Exim Security
Much consideration of Exim's security is given in “Chapter 52 - Security considerations” of The Exim Specification. This includes suggested hardening steps.
Vulnerability History
Note that a "remote code execution as Exim run-time user" vulnerability can be combined with a privilege escalation attack to become even more serious.
CVE-2011-1764 fixed in 4.76, introduced in 4.70: format string attack in DKIM processing. Impact: remote code execution as Exim run-time user. Bugzilla 1106.
- CVE-2011-1407 fixed in 4.76, introduced in 4.70: flaw in handling DKIM DNS records.

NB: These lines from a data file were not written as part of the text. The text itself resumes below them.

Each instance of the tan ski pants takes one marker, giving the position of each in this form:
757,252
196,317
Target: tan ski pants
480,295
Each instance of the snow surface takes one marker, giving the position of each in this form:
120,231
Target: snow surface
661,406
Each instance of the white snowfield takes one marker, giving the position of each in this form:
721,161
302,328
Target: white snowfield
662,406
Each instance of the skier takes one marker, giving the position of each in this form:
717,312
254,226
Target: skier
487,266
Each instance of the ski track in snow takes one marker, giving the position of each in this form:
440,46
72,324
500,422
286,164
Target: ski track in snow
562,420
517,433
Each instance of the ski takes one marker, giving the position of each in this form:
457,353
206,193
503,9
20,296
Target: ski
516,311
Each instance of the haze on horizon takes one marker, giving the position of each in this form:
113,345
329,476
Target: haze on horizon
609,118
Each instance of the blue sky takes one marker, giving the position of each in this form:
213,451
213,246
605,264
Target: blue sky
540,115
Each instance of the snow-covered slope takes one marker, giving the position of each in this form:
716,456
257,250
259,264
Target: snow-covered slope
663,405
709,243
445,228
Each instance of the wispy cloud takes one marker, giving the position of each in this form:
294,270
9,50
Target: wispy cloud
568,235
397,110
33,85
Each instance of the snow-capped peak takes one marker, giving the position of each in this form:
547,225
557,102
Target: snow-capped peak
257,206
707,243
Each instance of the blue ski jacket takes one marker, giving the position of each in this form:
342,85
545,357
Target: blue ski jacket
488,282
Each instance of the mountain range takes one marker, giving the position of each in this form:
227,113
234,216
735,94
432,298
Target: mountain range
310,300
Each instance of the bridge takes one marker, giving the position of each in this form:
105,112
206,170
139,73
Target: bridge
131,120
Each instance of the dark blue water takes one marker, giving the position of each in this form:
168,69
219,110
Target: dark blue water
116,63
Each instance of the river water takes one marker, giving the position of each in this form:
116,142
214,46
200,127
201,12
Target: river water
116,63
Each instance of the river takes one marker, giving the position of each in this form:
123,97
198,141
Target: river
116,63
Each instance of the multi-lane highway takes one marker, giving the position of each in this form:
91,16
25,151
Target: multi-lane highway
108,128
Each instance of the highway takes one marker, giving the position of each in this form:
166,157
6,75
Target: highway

Impact: remote code execution as Exim run-time user
- CVE-2011-0017 fixed in 4.73: return values of setuid()/setgid() not checked; only an issue on Linux. Impact: privilege escalation from Exim run-time user to root
- CVE-2010-4345 fixed in 4.73: Exim privilege escalation from Exim run-time user to root via configuration overrides
CVE-2010-2023 fixed in 4.72: Hardlink attack via sticky mbox directory. Impact: overwrite files of target user on same partition as mbox directory. Bugzilla 988.
CVE-2010-2024 fixed in 4.72: Symlink attack in /tmp for MBX locking algorithm. Bugzilla 989.
CVE-2010-4344 fixed in 4.70: buffer overflow in string_format(). Impact: remote code execution as Exim run-time user. Bugzilla 787.